Respecto al judaísmo, Grace opinaba: ‹‹Me ha gustado ser
judía››. Pero Fe, su personaje, parece más de acuerdo con George Steiner. Lo
único con lo que está conforme es con la diáspora. El estado de Israel le
parece un error. Piensa que los judíos deberían ‹‹seguir siendo una astilla
clavada en el dedo gordo del pie de las civilizaciones››. Los judíos ‹‹no
deberían ocupar un espacio, sino perpetuarse en el tiempo››.
La escritura y la acción política fueron los dos tipos de
trabajos, tan a menudo entrelazados, que practicó en su vida. ‹‹El escritor no
es más que alguien que cuestiona las cosas››, afirma.‹‹La literatura procede no de saber mucho, sino de no saber››. ‹‹Cuando
yo empecé a escribir fue porque había empezado a vivir entre mujeres›› y ‹‹hay
cosas de los hombres y de las mujeres, de la relación entre ambos […] que no
soy capaz de comprender››. Así que se dijo: ‹‹Tendré que dar sentido a los
hechos››.
En sus talleres de escritura recomendaba escribir sobre
cosas de las que no se sepa en absoluto. ‹‹Si antes de escribir sobre algola
respuesta te viene con claridad [...], cambia de asunto››. La imaginación es
importante, pero no por lo que creemos (ser capaces de inventar historias),
sino ‹‹para intentar comprender lo que les ocurre a las personas que nos
rodean, para intentar comprender la vida de los demás››.
Cuando oigo la palabra sororidad pienso en ella.

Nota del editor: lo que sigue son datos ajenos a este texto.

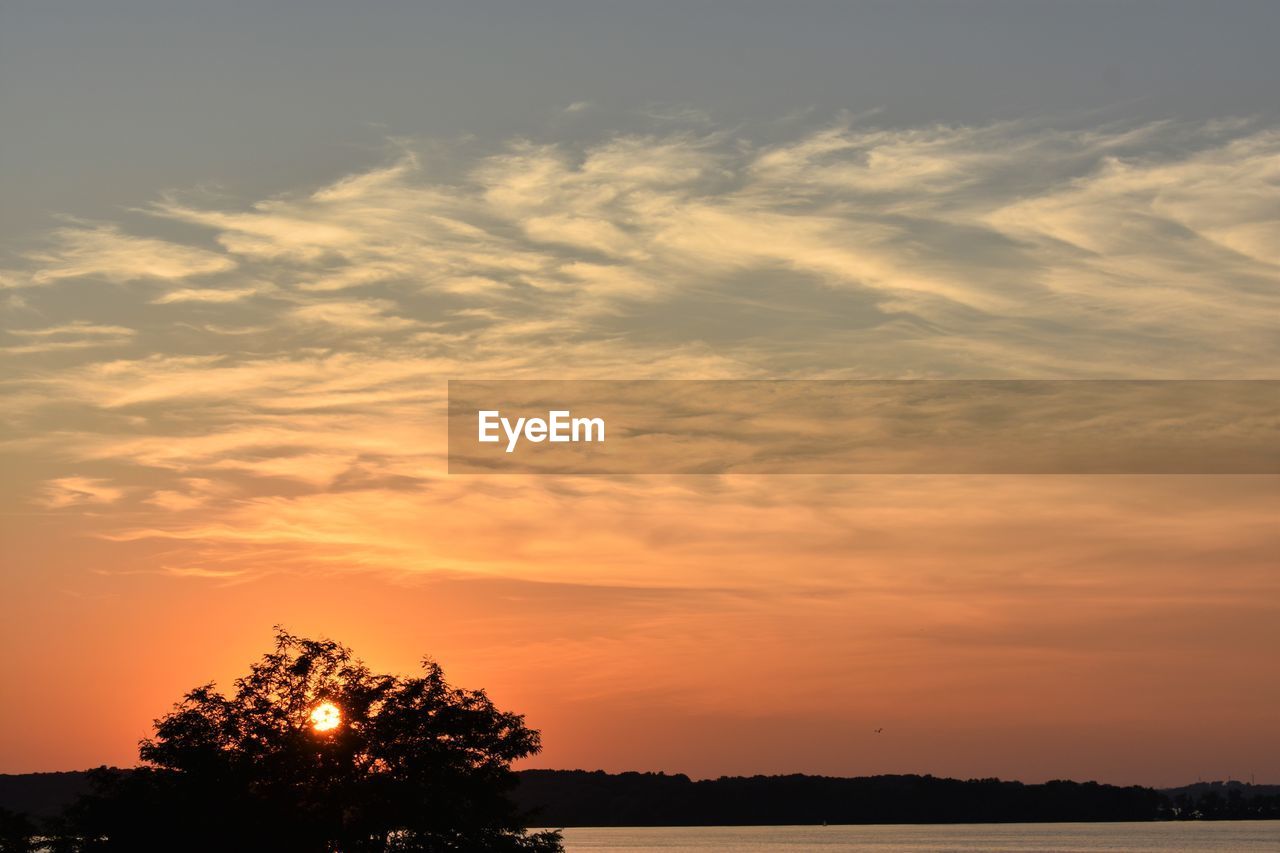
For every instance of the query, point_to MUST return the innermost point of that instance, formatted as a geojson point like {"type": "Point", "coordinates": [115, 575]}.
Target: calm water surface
{"type": "Point", "coordinates": [1235, 836]}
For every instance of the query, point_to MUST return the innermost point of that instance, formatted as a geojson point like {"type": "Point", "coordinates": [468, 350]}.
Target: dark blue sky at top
{"type": "Point", "coordinates": [108, 103]}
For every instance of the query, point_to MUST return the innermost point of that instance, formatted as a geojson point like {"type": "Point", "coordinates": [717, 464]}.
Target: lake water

Para mí,
encarna mejor que nadie ese sentimiento tejido de experiencias compartidas,
cuidados mutuos e irreprimibles rechazos. Lo expresó en sus cuentos y eso no le
impidió extender su solidaridad también a los hombres. La vida, a pesar de las
injusticias, las desigualdades y los desconsuelos, no es nada espantosa. Como
dice la agonizante Selena en Amigas: ‹‹Os aseguro que he disfrutado unos
maravillosos años con ella››.
El pasado 11 de diciembre se cumplieron ciento un años
del nacimiento de Grace Paley. El país de origen de sus padres, Ucrania, lleva más
de dos años siendo portada de los periódicos. La cuarta ola feminista busca
referentes en generaciones anteriores. Son motivos suficientes para celebrar, pero
lo que celebramos hoy es su escritura.
Celebro a ese McCormick, el editor, que le dio la
oportunidad. Le tengo en mi panteón de ilustres rescatadores literarios. Junto a Max Brod que desoyó a Kafka o E. M. Foster
divulgador de Kavafis.Gracias a él
conocemos la chocante visión de mundo de Faith Darwin Asbury, el desparpajo de
Dotty Wasserman o la resistencia de la atribulada Ginnie. Es decir, momentos
impagables de la íntima rebelión de mujeres, listas, duras y alegres: ‹‹las
almas candorosamente tenaces de la anarquía››.